When Did The National Attitude On Abortion Change?

“Beginning in 1979 or ’80 with the creation of the moral majority, evangelicals became for the first time—at least since the early nineteenth century—became a powerful political group in the United States. The Republican party decided to align itself very explicitly with [evangelicals] and Ronald Reagan became the first president explicitly to call for Roe v. Wade to be overruled. Begging at that time, there was this coalition between the moral majority, between the evangelicals and the Republican party that has produced the division in the country which exists to this day.”

Laws Repressing The LGBTQ Community

“I don’t think we are going to be moving backwards to laws that prohibit sodomy in our country, not in any foreseeable time period anyway. I do think the issues for the future have to do with discrimination against gays and lesbians and whether states are allowed to do that. The Supreme Court hasn’t ever addressed that question, and I do hope it’s something the court addresses while Justice Kennedy and the others are still on the court.” 

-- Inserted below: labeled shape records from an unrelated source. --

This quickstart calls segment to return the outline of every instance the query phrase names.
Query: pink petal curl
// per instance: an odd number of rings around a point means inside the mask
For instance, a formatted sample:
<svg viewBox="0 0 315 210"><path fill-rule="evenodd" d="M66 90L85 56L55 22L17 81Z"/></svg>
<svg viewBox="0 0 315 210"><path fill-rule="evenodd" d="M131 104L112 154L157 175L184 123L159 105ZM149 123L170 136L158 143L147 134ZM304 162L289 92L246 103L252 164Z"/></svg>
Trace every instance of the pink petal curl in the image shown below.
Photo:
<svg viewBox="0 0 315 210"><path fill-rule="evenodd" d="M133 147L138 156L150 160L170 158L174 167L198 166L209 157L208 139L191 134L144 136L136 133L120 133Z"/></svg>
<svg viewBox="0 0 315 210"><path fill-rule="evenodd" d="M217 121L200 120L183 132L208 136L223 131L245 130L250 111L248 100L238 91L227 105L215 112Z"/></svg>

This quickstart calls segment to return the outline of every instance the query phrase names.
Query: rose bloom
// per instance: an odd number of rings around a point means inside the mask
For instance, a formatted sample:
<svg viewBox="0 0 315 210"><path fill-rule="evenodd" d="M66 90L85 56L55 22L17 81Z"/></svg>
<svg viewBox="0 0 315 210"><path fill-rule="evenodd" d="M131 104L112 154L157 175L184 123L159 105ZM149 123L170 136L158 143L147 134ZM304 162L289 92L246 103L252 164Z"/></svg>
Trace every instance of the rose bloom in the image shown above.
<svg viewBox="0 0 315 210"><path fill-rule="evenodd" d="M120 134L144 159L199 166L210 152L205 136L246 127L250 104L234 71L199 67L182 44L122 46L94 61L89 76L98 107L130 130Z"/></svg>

“The other issue today has to do with transgender persons and issues of discrimination. Those are very deep and profound issues.”

How Would The Framers React To The Bathroom Bill? 

“The framers didn’t know there was any such thing as being transgender. So, the whole concept would have been bizarre to them frankly. I think they would have seen it as an inequality that would have been seriously problematic. There was no equal protection clause in the original constitution. The framers, if they understood the world as we understand it today, they would have said that this is unconditional inequality, that the state should not be allowed to impose and that individuals who are transgender are like individuals who are gay, who are like women, who are like African Americans — and that the characteristics that make someone transgender are immutability, a history of discrimination, a lack of political power to protect themselves; therefore, laws that disadvantage them are unconstitutional.”